But the sun was shining, there wasn’t a cloud in the sky, and the 50th anniversary of John F. Kennedy’s assassination was three days away. So instead, I hailed a cab and headed to Arlington National Cemetery. Less than 30 minutes later, I stood in front of the eternal flame that marks JFK’s gravesite.

Like most of the tourists there, I paid my respects, snapped a few photos, and felt utterly dwarfed by the enormity of the man and the crime in Dallas. Eventually, I moved on.

A few steps away, in front of Robert Kennedy’s grave, a stranger approached.

“Excuse me,” he said. “I’m a photographer with the Bergen Record in New Jersey. I took a few photos of you at JFK’s gravesite, and I was hoping I could get your name.”
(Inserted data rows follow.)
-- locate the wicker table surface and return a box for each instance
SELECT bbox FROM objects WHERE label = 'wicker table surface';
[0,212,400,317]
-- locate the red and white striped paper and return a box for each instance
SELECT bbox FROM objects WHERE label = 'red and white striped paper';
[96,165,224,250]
“You bet,” I said, and gave it to him. That simple request then moved on to a more formal interview. He wanted to know where I was from, why I had come, what it was like to be there for the first time — all of the standard softball questions reporters are required to ask for commemorative articles like his.

Then he asked, “Why do you think we Americans remain so fascinated with JFK today?”
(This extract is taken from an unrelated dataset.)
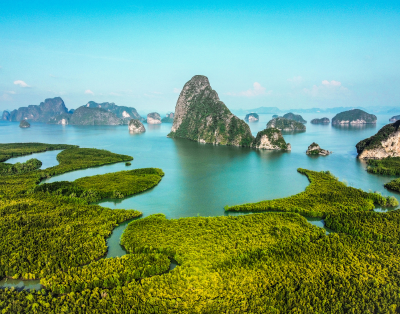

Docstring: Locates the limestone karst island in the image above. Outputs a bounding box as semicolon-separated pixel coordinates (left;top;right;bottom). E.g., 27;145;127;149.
0;0;400;314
I hadn’t really thought about it before. For me, it boils down to Kennedy’s unfulfilled potential and how we love to speculate about how the world might be different had he lived. I told the photographer these things, then we shook hands and parted ways.

In the days since that interview, I think I missed something important about that last question. The key to our fascination with JFK, I now believe, is not the way we feel about him — it’s the way he made us feel about ourselves.

One of a leader’s most important jobs, says leadership expert Emmanuel Gobillot, is to make their people feel stronger and more capable — in a word, to inspire them.

Isn’t that what JFK did for Americans of his day? Isn’t he still doing that for Americans today? We can argue about the effectiveness of his presidency — we do that all time. In the end, though, much of what people remember about JFK is how he made them feel.

He made them feel stronger and more capable. He helped them dream big. He inspired them.

More than Oswald or Dallas or conspiracy, let that be his legacy.